Difficult Sounding Terms

This lesson will explore some very foreign and scary-sounding terms, including degeneracy, quantum, Coulomb barrier, helium flash, degenerate electron pressure, and helium fusion. I hope I didn't scare you away already. Those terms sound pretty bad, and they're actually quite complex. However, I will simplify them for you in a logical manner so you can go and brag to your friends about your newfound knowledge after you nail everything down. All of these terms can be used outside the scope of this lesson, but for right now we'll focus in on how they relate to helium fusion in red giants, stars that have run out of hydrogen to produce energy.

Your Typical Properties of a Gas

Before we can explore how red giants generate energy, we have to take a small step back and explore the properties of gases, like those found on Earth. In most cases, the way gases behave on Earth correlates well with the way they behave inside of a star. How do these gases behave? Really quickly put: the pressure exerted by a gas is directly proportional to the density and the temperature of a gas. When you compress a gas, it becomes denser and its temperature increases. When the temperature increases, the pressure increases.

Inside of a main sequence star, an adult star, one that fuses hydrogen to produce helium in its core in order to generate energy, there is a sort of safety valve system that uses this principle. A normal adult star doesn't expand like crazy nor does it collapse because of an equilibrium maintained between the inward force of gravity trying to contract the star and the expansive outward force of gas pressure fighting against gravity. The stalemate between such forces maintains the star's shape and temperature. It's like a spring, where you can press downward on the spring, but the spring will push up against you to try and resist the compressive forces.

If, for example, the rate of nuclear reactions in the star's core were to decrease, the core would cool down and it would contract due to the now-overbearing inward forces. But such compression will actually increase the temperature inside the core as per the gas rules I outlined before. Increasing temperatures speed up the rate of thermonuclear reactions, and the core would expand back to a normal size. However, if the thermonuclear reactions were to increase by way too much, the core would expand as a result, cool as it expands, and, thus, eventually contract back down to normal.

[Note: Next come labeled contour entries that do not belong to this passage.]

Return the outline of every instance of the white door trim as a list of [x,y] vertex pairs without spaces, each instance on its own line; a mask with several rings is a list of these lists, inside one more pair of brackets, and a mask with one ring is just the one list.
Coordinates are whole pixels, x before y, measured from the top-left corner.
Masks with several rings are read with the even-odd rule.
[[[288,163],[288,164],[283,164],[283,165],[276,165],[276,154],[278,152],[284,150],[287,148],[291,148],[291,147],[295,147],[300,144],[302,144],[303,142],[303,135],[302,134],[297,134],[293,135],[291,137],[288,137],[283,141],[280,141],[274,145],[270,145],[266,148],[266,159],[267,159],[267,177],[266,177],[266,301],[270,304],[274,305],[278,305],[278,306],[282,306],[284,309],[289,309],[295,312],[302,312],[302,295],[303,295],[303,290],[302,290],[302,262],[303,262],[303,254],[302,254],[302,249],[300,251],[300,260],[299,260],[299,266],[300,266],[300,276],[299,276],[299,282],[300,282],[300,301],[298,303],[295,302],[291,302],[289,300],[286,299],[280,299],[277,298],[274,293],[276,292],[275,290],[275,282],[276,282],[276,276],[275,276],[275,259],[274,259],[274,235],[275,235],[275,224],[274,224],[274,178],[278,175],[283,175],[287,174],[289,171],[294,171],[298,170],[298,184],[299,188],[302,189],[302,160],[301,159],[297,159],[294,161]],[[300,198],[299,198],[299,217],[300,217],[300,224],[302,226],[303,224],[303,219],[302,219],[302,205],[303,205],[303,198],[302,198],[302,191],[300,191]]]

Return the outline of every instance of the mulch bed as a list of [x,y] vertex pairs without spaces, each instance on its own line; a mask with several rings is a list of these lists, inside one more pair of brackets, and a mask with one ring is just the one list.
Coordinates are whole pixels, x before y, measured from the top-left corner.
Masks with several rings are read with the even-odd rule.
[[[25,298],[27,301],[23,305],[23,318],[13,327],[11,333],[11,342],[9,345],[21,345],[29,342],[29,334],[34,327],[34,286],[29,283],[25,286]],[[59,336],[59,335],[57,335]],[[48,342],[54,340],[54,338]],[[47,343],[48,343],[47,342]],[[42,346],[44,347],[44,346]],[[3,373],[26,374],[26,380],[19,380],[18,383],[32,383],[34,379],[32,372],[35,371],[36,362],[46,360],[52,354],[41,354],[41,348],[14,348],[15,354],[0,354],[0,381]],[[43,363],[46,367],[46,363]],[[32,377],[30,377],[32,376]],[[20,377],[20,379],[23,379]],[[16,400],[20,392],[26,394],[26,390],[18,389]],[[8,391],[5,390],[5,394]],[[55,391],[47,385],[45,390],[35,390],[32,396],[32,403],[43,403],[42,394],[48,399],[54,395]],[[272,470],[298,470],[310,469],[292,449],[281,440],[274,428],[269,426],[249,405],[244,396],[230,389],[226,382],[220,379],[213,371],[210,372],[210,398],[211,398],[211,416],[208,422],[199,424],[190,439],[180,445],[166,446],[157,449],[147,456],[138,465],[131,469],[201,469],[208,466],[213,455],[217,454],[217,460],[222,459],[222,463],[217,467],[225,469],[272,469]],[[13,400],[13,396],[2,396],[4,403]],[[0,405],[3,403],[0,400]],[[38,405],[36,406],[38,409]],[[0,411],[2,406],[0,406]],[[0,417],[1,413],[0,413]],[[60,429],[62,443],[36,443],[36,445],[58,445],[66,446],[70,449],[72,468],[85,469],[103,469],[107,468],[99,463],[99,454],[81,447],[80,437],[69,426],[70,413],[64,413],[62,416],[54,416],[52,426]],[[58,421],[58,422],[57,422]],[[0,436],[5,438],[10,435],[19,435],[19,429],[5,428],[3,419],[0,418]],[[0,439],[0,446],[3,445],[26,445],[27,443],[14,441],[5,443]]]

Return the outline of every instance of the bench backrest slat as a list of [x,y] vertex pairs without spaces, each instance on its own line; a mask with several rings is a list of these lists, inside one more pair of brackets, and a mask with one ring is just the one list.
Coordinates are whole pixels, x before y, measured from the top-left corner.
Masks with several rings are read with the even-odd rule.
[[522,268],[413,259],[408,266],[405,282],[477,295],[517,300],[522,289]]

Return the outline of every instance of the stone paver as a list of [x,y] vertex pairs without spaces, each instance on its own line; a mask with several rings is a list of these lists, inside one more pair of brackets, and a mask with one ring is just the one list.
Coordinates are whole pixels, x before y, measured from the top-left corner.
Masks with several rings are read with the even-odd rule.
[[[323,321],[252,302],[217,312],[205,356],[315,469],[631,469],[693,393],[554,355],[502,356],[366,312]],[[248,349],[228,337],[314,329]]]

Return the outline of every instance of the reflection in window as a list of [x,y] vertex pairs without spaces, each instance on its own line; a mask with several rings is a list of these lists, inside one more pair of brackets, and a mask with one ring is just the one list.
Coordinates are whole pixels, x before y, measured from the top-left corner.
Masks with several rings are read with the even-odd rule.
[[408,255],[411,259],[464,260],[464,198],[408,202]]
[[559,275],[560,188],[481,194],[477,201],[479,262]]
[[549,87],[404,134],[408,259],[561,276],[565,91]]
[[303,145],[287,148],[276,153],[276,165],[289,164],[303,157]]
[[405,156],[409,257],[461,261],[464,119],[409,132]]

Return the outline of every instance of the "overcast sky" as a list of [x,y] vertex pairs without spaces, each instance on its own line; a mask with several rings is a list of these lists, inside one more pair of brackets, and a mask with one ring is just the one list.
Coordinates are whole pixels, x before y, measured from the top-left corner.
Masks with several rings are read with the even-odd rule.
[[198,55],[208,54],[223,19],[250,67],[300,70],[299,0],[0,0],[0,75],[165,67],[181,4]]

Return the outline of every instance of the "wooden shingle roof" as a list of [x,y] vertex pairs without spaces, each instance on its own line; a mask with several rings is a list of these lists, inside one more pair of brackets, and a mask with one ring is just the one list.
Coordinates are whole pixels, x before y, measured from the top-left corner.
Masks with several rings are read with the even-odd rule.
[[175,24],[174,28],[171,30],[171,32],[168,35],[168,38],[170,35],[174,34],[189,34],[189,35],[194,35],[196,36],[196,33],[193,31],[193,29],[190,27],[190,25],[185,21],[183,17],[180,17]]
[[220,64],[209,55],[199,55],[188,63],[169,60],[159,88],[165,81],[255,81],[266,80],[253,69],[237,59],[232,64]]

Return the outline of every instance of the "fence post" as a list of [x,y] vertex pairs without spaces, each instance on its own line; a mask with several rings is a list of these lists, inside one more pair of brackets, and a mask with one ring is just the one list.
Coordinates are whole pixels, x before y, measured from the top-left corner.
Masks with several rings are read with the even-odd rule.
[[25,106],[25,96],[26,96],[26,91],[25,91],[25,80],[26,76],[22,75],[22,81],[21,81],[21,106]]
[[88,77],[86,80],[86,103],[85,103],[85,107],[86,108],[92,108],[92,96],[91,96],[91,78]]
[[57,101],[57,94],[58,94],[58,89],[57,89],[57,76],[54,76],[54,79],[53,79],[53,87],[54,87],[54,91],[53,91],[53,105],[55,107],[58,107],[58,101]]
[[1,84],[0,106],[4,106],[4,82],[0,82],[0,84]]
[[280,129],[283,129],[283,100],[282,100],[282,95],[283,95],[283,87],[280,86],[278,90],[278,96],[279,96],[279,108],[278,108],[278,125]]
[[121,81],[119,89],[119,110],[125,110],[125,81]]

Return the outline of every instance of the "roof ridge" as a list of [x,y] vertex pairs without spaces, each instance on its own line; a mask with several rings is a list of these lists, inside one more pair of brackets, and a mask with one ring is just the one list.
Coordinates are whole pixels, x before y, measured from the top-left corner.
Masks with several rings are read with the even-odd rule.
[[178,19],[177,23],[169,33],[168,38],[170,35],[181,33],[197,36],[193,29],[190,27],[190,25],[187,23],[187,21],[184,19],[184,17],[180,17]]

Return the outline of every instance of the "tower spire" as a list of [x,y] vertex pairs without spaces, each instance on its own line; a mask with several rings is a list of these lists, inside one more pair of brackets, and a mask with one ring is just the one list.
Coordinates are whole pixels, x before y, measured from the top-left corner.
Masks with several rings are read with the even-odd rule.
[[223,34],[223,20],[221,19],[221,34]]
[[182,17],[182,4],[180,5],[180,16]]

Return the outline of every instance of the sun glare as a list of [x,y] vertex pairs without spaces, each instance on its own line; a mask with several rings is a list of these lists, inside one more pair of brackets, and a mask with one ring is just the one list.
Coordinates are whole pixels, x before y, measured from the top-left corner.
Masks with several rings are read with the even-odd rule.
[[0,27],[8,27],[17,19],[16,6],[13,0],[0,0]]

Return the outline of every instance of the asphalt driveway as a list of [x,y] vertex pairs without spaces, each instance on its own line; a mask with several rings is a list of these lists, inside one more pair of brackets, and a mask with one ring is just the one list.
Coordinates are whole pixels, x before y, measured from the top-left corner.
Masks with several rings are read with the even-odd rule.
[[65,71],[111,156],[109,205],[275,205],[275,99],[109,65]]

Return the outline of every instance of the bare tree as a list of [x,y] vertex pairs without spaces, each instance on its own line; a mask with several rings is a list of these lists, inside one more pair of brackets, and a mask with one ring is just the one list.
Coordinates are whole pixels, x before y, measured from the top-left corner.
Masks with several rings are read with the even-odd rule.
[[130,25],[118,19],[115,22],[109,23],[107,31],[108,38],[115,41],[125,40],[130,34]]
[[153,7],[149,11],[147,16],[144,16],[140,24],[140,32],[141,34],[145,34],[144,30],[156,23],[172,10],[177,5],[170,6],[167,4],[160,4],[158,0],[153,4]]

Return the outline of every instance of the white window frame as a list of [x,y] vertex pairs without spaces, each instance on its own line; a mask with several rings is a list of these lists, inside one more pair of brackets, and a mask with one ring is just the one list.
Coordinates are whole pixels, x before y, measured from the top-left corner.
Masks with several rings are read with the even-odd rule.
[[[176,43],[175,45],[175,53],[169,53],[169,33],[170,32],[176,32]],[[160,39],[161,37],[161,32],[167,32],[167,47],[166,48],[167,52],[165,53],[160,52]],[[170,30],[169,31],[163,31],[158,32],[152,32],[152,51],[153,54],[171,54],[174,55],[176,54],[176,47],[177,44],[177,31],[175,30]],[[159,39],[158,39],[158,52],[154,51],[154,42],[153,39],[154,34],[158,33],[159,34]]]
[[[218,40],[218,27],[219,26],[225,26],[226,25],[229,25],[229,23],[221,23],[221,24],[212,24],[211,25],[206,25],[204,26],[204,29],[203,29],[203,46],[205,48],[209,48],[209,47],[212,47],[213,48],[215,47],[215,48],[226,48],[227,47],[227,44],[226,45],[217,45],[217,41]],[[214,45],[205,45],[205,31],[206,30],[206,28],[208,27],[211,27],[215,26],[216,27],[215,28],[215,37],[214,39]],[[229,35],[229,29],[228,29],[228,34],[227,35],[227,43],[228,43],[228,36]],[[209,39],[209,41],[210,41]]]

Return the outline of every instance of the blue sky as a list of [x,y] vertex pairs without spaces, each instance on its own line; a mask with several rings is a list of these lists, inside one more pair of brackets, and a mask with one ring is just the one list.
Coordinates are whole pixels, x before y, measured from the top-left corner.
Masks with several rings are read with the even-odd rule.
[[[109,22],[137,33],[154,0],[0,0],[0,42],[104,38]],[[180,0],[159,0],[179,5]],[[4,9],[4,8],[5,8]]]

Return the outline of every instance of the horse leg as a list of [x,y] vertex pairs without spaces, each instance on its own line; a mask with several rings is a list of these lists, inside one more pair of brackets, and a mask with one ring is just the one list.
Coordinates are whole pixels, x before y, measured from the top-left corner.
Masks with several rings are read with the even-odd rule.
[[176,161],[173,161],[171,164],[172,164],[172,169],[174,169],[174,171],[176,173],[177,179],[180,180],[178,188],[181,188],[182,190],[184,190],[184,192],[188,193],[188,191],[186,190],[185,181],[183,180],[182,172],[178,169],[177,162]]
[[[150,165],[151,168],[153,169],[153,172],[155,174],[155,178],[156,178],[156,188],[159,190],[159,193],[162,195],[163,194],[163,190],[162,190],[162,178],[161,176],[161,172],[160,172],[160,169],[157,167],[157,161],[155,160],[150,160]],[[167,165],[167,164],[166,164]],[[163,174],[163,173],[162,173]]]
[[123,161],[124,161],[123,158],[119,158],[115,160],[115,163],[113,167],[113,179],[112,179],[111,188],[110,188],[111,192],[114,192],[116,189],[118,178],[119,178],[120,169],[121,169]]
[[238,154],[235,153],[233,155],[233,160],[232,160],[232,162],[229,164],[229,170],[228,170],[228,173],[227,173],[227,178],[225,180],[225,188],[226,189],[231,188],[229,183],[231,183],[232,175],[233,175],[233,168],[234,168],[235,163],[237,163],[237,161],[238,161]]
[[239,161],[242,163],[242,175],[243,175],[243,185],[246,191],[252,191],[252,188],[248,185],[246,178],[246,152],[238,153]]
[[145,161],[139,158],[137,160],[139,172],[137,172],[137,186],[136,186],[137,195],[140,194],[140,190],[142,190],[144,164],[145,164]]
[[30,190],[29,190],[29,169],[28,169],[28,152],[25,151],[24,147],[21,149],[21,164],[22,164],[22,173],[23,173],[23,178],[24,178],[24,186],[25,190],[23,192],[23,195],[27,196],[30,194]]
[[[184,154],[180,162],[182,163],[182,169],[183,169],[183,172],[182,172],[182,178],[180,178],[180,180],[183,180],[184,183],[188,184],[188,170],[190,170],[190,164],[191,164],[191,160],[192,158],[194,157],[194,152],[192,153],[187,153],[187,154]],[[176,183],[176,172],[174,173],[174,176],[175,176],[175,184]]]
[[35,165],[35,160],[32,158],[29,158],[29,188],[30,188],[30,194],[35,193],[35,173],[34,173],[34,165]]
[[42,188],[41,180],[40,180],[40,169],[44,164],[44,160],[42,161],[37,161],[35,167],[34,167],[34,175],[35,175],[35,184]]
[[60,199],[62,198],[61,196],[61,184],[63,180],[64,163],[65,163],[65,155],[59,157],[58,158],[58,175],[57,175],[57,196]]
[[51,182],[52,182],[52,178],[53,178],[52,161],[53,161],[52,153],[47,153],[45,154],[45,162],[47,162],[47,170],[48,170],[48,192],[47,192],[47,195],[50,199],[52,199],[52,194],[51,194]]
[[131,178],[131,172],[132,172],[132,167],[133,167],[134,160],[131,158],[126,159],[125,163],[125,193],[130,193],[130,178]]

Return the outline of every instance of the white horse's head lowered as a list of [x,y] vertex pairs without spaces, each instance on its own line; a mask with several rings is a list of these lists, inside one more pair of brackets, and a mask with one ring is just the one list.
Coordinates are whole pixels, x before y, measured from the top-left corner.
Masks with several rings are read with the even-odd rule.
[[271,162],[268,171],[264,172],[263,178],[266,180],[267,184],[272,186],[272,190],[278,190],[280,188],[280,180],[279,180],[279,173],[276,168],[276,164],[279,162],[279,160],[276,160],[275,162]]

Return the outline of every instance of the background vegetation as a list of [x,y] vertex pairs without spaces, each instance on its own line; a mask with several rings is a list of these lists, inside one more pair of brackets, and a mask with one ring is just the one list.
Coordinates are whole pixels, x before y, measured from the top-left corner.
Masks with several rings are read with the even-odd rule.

Overcoming the Coulomb Barrier

But this isn't how things work in red giants that have masses that are between approximately 0.4 solar masses and about two to three solar masses. Red giants with more than about two to three solar masses undergo a gradual onset of helium fusion, as opposed to the former ones, which undergo an explosive helium flash. A main sequence star burns hydrogen and produces helium during its thermonuclear reactions in order to generate energy. Once the finite amount of hydrogen in the core is depleted, it logically becomes a helium core.

But the helium doesn't immediately fuse to produce energy thereafter. That's because the core is initially not hot enough for this. Helium requires much larger temperatures to undergo thermonuclear reactions, which produce carbon from helium. This is because helium nuclei have positive charges that are twice that of hydrogen nuclei.

It's sort of like the helium nuclei are much more powerful opposing magnets than hydrogen nuclei. This means that you'll need much higher speeds to overcome the Coulomb barrier, which refers to the electrostatic repulsion between two or more bodies of similar charge that must be overcome for nuclear fusion to begin. The only way to get these higher speeds in the core is to increase the temperature of the core.